An officer accused of using excessive force in an altercation with a janitor and teacher outside a Plateau-Mont-Royal elementary school last week has been reassigned to a job where he will no longer be required to deal with the public, Montreal police said Friday.

However, the officer will not face charges, said Cmdr. Ian Lafrenière.

The move follows a week-long police inquiry into the incident outside École au Pied-de-la-Montagne at the corner of Des Pins and Henri-Julien avenues, which found no criminal charges were warranted against the officer.

The inquiry took into consideration the accusations of the janitor and teacher, the version of events supplied by the officer and his colleagues at the scene as well as the testimonies of witnesses.

“You have to look at both sides of the coin,” Lafrenière said.

The incident began last Wednesday around 5 p.m. with the officer running a red light in front of École au Pied-de-la-Montagne at the corner of Des Pins and Henri-Julien avenues.

Janitor Carl Cadieux alleged the police car went through the red light without flashing its lights just as children were about to cross the intersection.

Cadieux said he yelled at the officer to be more careful and the officer returned to confront him.

Lafrenière said the officer was responding to a 911 call about a woman who was nearly struck by a truck in a nearby alley and denied that his flashing lights weren't on when he went through the red light.

He confirmed the officer spoke to Cadieux but said that it was the janitor and teacher Nadia Lessard who escalated the situation, which led to both being handcuffed and Lessard pepper-sprayed in the eyes.

Lafreniere

Cmdr.
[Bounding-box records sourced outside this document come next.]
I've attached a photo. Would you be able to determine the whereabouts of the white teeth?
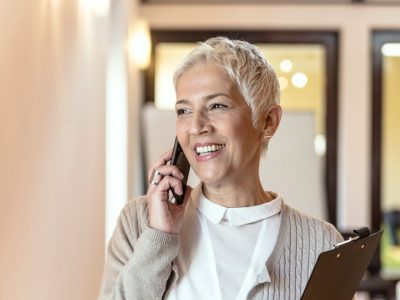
[196,144,225,155]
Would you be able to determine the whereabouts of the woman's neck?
[202,179,273,207]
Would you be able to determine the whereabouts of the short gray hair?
[174,37,280,128]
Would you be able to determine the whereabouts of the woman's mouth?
[196,144,225,156]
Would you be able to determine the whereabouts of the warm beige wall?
[140,5,400,227]
[0,0,107,300]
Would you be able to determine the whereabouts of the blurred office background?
[0,0,400,300]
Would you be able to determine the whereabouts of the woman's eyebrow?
[204,93,229,100]
[175,93,229,105]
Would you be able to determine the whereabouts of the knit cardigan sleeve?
[98,197,179,300]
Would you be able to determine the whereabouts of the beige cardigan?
[98,186,342,300]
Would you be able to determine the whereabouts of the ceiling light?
[279,59,293,73]
[278,76,288,91]
[381,43,400,56]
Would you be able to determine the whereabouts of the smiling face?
[176,63,263,186]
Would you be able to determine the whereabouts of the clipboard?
[301,227,383,300]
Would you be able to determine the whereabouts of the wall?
[140,5,400,227]
[0,0,107,300]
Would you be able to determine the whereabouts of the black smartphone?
[171,138,190,205]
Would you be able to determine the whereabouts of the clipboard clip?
[333,227,370,249]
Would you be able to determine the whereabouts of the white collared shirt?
[166,189,282,300]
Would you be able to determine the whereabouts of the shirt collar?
[196,192,282,226]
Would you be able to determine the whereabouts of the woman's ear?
[264,104,282,138]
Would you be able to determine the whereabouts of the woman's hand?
[147,150,192,233]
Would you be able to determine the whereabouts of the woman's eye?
[176,108,190,116]
[208,103,228,110]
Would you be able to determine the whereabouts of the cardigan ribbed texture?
[98,189,342,300]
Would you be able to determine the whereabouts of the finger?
[147,149,172,181]
[156,176,183,195]
[157,165,184,180]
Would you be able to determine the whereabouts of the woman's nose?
[189,112,211,134]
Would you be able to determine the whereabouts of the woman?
[99,37,342,299]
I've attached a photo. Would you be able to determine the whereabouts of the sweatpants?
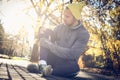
[40,47,79,77]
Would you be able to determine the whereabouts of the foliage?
[78,0,120,70]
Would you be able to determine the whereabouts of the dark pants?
[40,30,79,77]
[40,47,79,77]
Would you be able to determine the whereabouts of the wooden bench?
[0,63,71,80]
[0,58,120,80]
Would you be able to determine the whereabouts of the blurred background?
[0,0,120,72]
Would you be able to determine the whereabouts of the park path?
[0,58,120,80]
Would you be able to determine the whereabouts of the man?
[27,2,89,77]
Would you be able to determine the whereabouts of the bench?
[0,58,120,80]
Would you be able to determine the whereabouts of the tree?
[78,0,120,70]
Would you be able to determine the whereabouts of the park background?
[0,0,120,74]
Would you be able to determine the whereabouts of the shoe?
[27,64,53,77]
[27,64,40,73]
[41,65,53,77]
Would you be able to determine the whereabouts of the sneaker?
[27,64,39,73]
[27,64,53,76]
[41,65,53,76]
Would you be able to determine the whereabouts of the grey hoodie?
[43,21,89,60]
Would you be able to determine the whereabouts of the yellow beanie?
[67,1,86,20]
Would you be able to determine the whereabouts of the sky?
[0,0,69,44]
[0,0,37,46]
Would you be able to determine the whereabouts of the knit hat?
[67,1,85,20]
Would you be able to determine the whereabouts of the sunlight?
[0,1,37,46]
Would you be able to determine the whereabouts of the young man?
[27,2,89,76]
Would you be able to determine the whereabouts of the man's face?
[63,9,76,26]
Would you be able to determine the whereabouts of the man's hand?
[40,38,52,48]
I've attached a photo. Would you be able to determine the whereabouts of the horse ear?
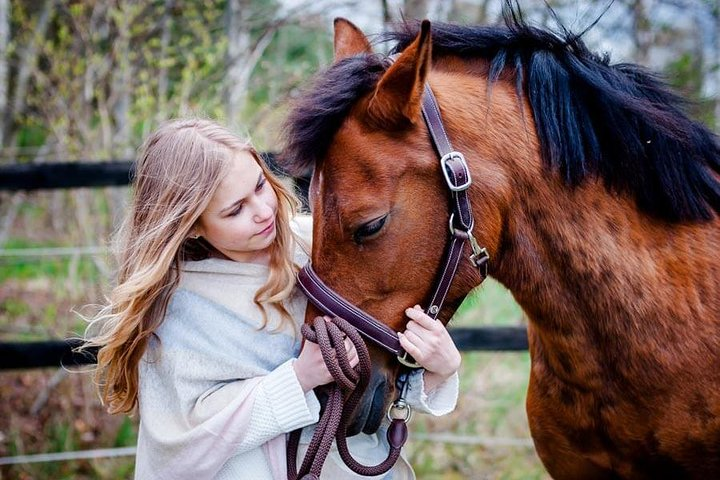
[367,20,432,129]
[334,17,372,63]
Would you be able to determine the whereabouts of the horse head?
[283,9,720,478]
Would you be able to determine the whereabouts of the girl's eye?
[353,215,387,244]
[228,204,242,217]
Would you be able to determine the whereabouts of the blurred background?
[0,0,720,479]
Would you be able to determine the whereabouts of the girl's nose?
[255,198,273,223]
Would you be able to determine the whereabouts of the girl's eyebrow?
[220,172,263,215]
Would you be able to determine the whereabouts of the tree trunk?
[224,0,251,127]
[2,0,55,152]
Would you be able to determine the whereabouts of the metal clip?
[387,399,412,422]
[397,352,422,368]
[440,151,472,192]
[467,232,490,277]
Ian Lafreniere of the Montreal police department said the officer accused of excessive force conducted himself within acceptable limits. (CBC)

Lessard said the officer grabbed her by the throat and pepper-sprayed her for touching his arm and telling him repeatedly to release Cadieux, who she said was being pinned against the cruiser and calling out in pain as the officer handcuffed him.

Lessard was charged with obstructing justice, while Lafrenière said Cadieux was issued a summons for the same offence.

Lafrenière said the officer exercised his duties within the bounds of acceptable police conduct.

“It’s extremely unfortunate that these people were arrested under those circumstances, but when a police officer is doing his job, and you don’t agree with him, and you get involved physically, that’s not the solution,” Lafrenière said.

Lafrenière acknowledged that the officer is the subject of an unrelated civil suit.

School staff deplore ruling

Cadieux and Lessard told CBC News on Friday that they stick by their allegations and will continue to pursue justice in the case through Quebec's police ethics committee.

Cadieux disagreed with the decision not to discipline the officer.

"What he did was dangerous and it's deplorable that the police are protecting him," he told CBC News. "He's dangerous and shouldn't hold the position he does."

Lessard said the worst part is the message that the incident sends to the school children who witnessed it.

"They're saying the police are mean, they saw their teacher and janitor put in handcuffs, and we are the ones trying to tell them 'no, you have to have confidence in the police.' We tell them he just made a mistake. We want to reassure them, because normally you have to trust the police," she said.